22, 23, 24. Same as [19], [20] and [21], only standing position.

The beneficial effects are increased in the six last by inflating the lungs.

The severe caustic treatment that has been so universal in these affections is greatly to be deprecated. There are fashions in medicines as in other things, and the one fashion the last twenty-five years has been local treatment for diseases of women. In no department of medical practice has the physician’s prerogative been more abused. For the slightest ailments the severest applications are often employed. Nitrate of silver, sulphate of zinc, corrosive sublimate, tannic acid, nitric acid, all violent in their action, are in common use. Physicians are known to resort frequently to the application of a probe, heated to a white heat, and, what is just as bad, to wet a swab in fuming nitric acid, and introduce it into the womb. The delicate mucus membrane is burned and scarified, the patient tortured, and the nerves receive a severe shock. Patients able to be about are often laid up for several days by one of these treatments.

One day I met a lady upon the street who had been confined to the house for two years. I expressed pleasure at seeing her out. She told me that she could get out because her doctor was absent and her local treatment suspended. She said: “That always makes me sick in bed three or four days.”

“What! do you permit such treatment?”

“The doctor says I cannot get well without it.”

She, like many other poor suffering women, was persuaded that all this torture was necessary to her final recovery.

Physicians are known to keep women under treatment two or three years, yet frequently, instead of improvement, there is only a constant decline in health and strength.

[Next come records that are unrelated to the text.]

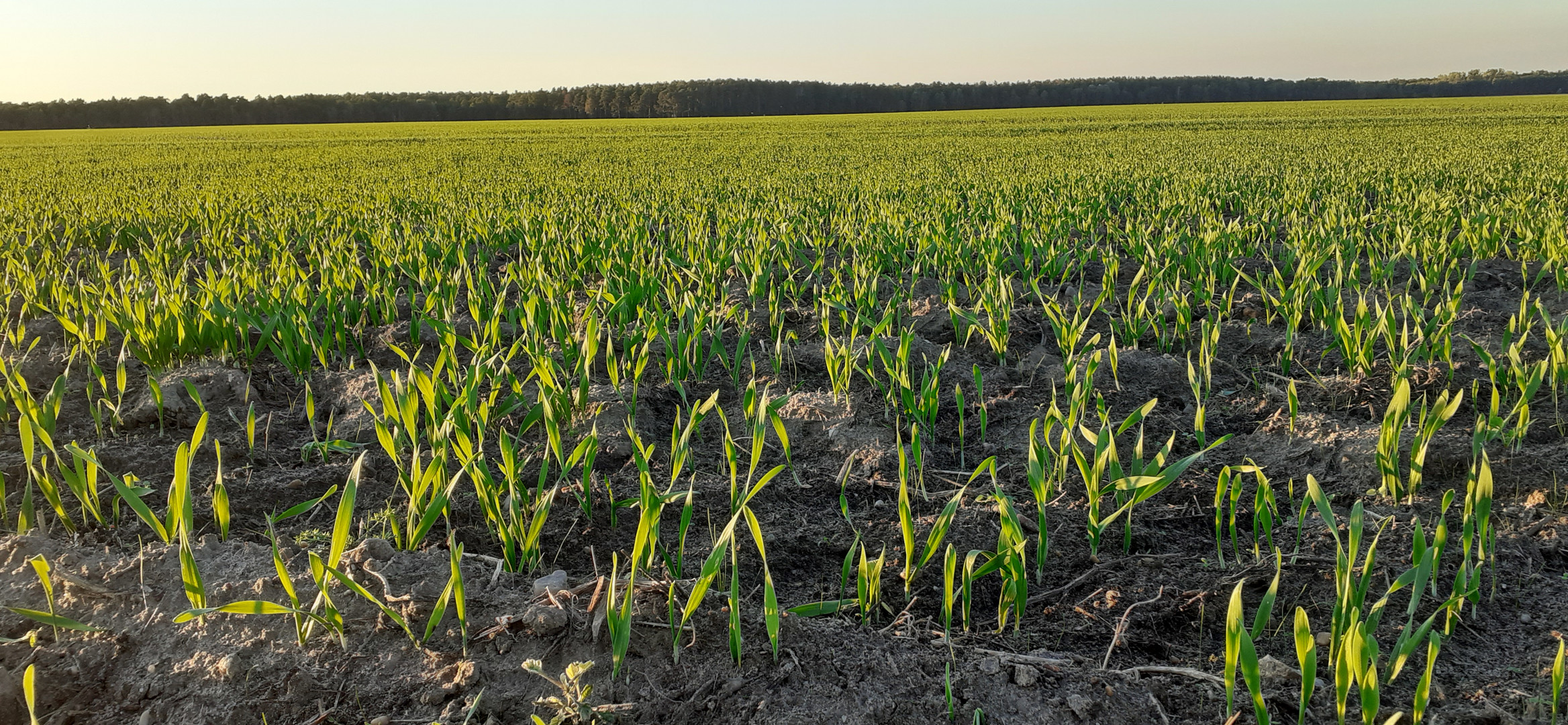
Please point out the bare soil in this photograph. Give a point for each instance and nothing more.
(1061, 666)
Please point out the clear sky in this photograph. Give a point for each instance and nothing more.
(91, 49)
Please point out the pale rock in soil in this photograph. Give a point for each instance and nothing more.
(1277, 674)
(543, 620)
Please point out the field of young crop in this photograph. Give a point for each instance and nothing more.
(1044, 416)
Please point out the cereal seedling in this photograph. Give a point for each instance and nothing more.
(1307, 657)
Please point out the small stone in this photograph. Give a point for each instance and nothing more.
(551, 583)
(1081, 707)
(1277, 674)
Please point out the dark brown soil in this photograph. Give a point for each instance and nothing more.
(250, 669)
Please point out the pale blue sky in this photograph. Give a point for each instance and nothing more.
(93, 49)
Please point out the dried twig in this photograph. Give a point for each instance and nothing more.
(1084, 577)
(1186, 672)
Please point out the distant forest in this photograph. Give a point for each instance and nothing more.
(745, 98)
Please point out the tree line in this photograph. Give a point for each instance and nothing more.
(745, 98)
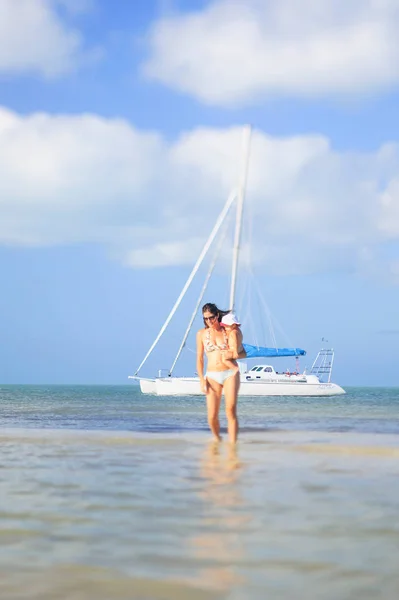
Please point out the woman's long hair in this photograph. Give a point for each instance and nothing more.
(210, 307)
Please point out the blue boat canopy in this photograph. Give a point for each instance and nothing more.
(262, 352)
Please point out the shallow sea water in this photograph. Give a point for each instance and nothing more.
(106, 494)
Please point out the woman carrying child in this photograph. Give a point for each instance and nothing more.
(222, 346)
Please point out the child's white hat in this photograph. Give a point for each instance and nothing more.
(230, 319)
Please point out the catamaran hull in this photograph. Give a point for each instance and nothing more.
(189, 386)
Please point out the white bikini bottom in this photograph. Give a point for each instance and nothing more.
(220, 376)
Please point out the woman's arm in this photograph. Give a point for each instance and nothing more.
(200, 361)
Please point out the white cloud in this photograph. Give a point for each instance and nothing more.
(236, 52)
(72, 179)
(34, 39)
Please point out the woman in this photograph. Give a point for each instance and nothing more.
(212, 340)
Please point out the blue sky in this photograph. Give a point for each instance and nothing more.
(119, 142)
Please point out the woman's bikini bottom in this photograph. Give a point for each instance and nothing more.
(220, 376)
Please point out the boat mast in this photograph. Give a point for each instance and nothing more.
(199, 300)
(197, 265)
(240, 205)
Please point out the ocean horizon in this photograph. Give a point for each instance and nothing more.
(107, 493)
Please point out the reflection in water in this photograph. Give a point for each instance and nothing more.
(220, 547)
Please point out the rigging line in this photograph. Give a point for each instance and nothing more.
(268, 313)
(205, 249)
(203, 290)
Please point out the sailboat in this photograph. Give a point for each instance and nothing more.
(261, 379)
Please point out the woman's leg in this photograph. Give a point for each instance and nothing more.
(213, 399)
(231, 387)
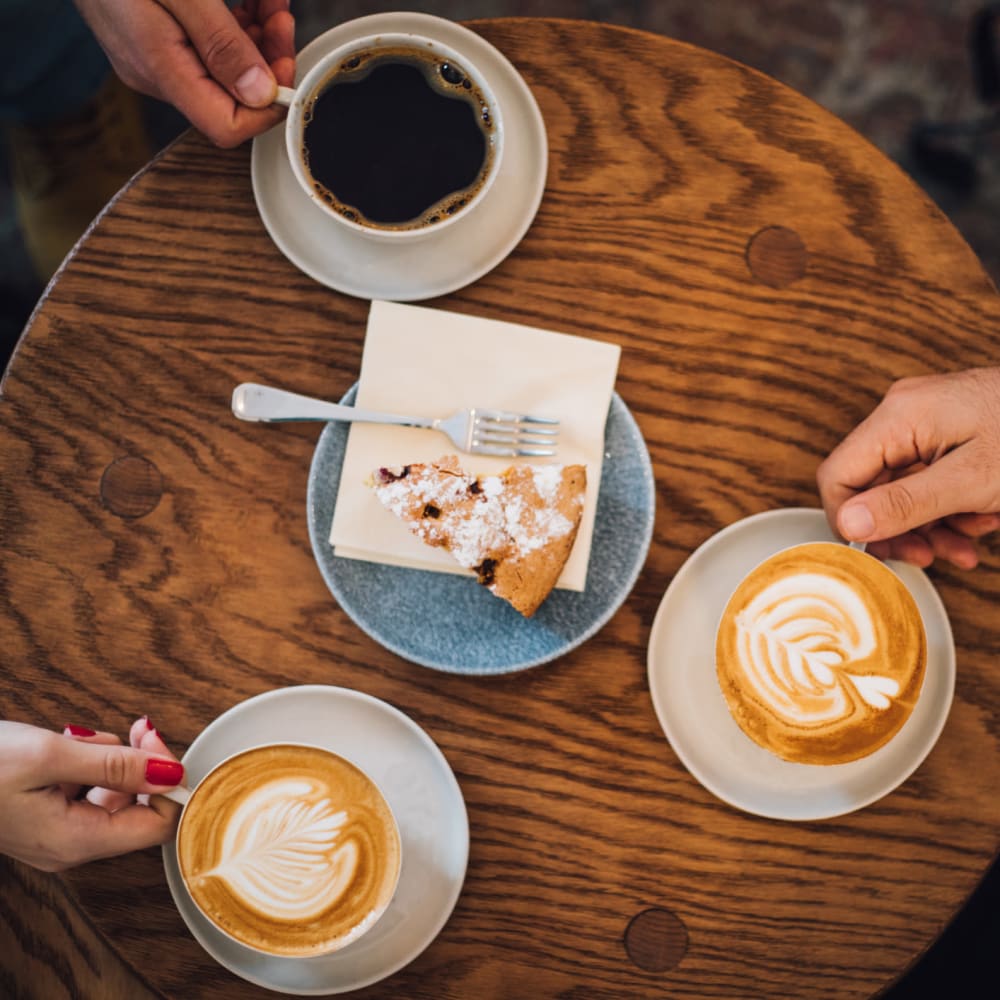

The tide is now turning, and both physicians and patients begin to see that a great wrong has been done. So high an authority as Dr. Gaillard Thomas says: “Every one who has had experience in the treatment of these disorders must have been impressed with the wonderful improvement in cases which have long resisted local treatment, resulting from a sea voyage, a visit to a watering place, a course of sea bathing, or a few months spent in the country.”

Dr. George T. Elliott says:—“In cases of uterine diseases, the best success will be attained by securing for patients a life of muscular activity, so equalizing the circulation. And that thus the local treatment, now so much in vogue, might commonly be dispensed with.”